Die Konzertlocation ist von einem Wassergraben umgeben. Die Hofseite des Bauwerks vermittelt auch heute noch einen sehr guten Eindruck des ursprünglichen Erscheinungsbildes. Heutzutage dient die Zitadelle Spandau als Location für zahlreiche Ausstellungen, Festivals und viele weitere Veranstaltungen, wie beispielsweise dem jährlichen Mittelalterfest. Das beliebte Citadel Music Festival lockt jeden Sommer Musikfans aller Gernres mit einem bunt gemischten Musikprogramm. Seit der Fussball WM im Jahr 2006 heisst das Fußball-Familien-Fest alle zwei Jahre Sportbegeisterte auf der historischen Festung willkommen. Neben Public Viewing sorgt ein familiengerechtes Rahmenprogramm für viel Abwechslung. Im ehemaligen Zeughaus der Zitadelle befindet sich das Stadtgeschichtliche Museum Spandau. Im Erdgeschoss haben Besucher die Möglichkeit, sich bei der ständigen Ausstellung zur Stadtgeschichte Spandaus über die Historie des Bezirks informieren und die obere Etage bietet Raum für wechselnde Ausstellungen. Auf dem Gelände der Zitadelle befinden sich weitere Ausstellungsflächen sowie 40 Künstler-Ateliers.

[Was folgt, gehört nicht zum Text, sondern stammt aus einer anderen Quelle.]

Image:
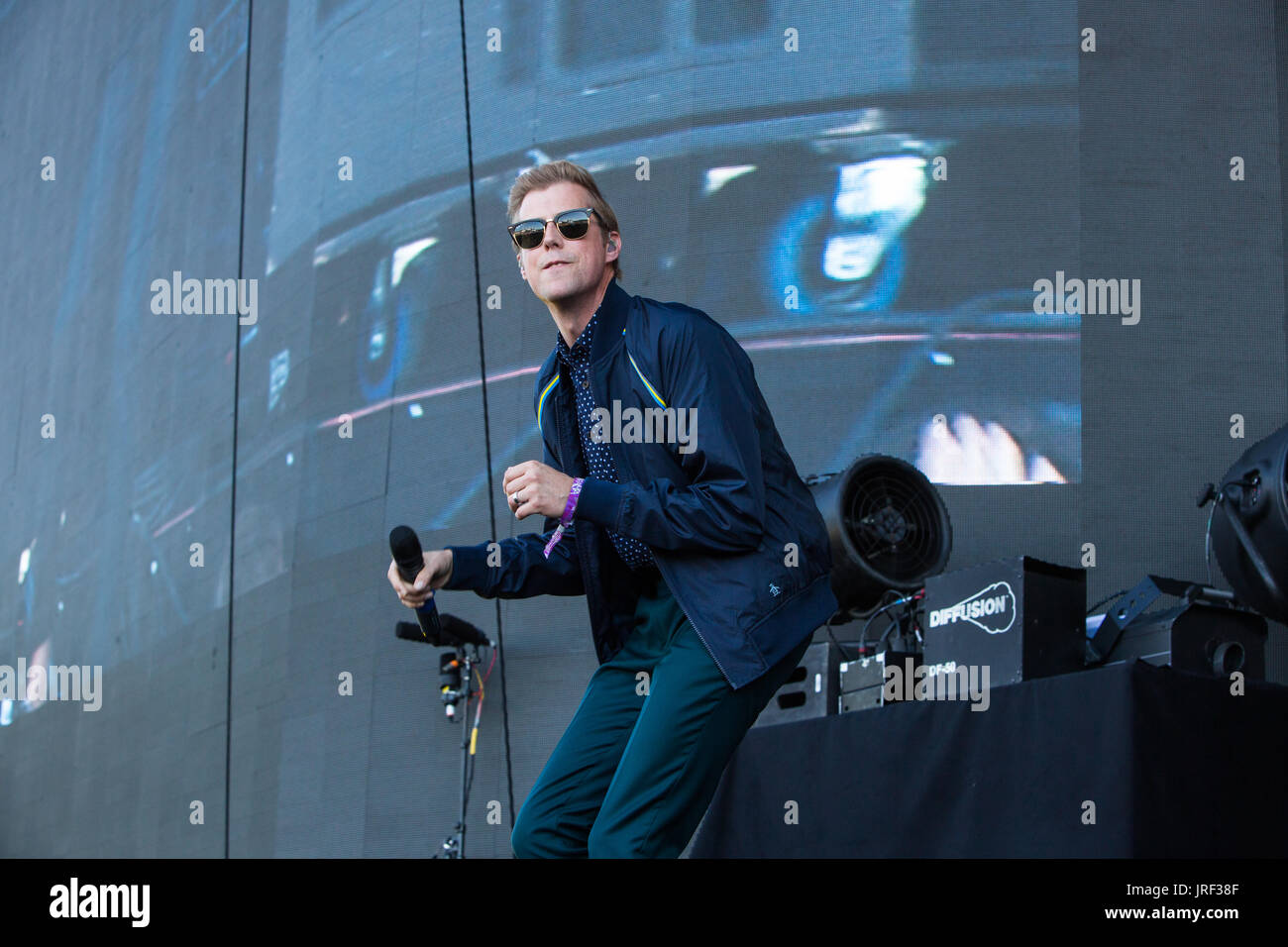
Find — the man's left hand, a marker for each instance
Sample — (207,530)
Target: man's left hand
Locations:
(533,487)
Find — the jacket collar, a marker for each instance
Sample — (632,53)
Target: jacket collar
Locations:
(610,322)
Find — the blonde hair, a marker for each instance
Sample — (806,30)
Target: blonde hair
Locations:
(553,172)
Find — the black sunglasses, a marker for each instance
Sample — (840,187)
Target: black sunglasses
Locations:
(574,224)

Die Räume der Italienischen Höfe, der Alten Kaserne und der Gotische Saal können zudem auch als Veranstaltungsorte gemietet werden. Ferner bietet das Standesamt an, Trauungen im Fürstenzimmer des Kommandantenhauses durchzuführen. Die Eventlocation ist jeden Tag im Jahr von Montag bis Sonntag jeweils von 10 Uhr bis 17 Uhr geöffnet. Die Eintrittspreise inklusive Juliusturm, Ausstellungen und Museen belaufen sich auf 4,50 Euro und ermäßigt 2,50 Euro. Mit den öffentlichen Verkehrsmitteln ist die Zitadelle Spandau sehr gut ab dem U-Bahnhof Zitadelle, dem S-Bahnhof Spandau sowie dem Bus X33 zu erreichen. Anreisende mit PKW haben die Möglichkeit, die im Umfeld befindlichen PKW-Parkplätze zu nutzen. Auf der Suche nach einem Veranstaltungsort, der einen Einblick in längst vergangene Zeiten bietet und Berliner Stadtgeschichte mit einem spannenden Rahmenprogramm für Alt und Jung kombiniert, ist die Zitadelle Spandau in jeder Jahreszeit immer einen Besuch wert. Langweilig wird es in dieser interessanten Location wirklich nie.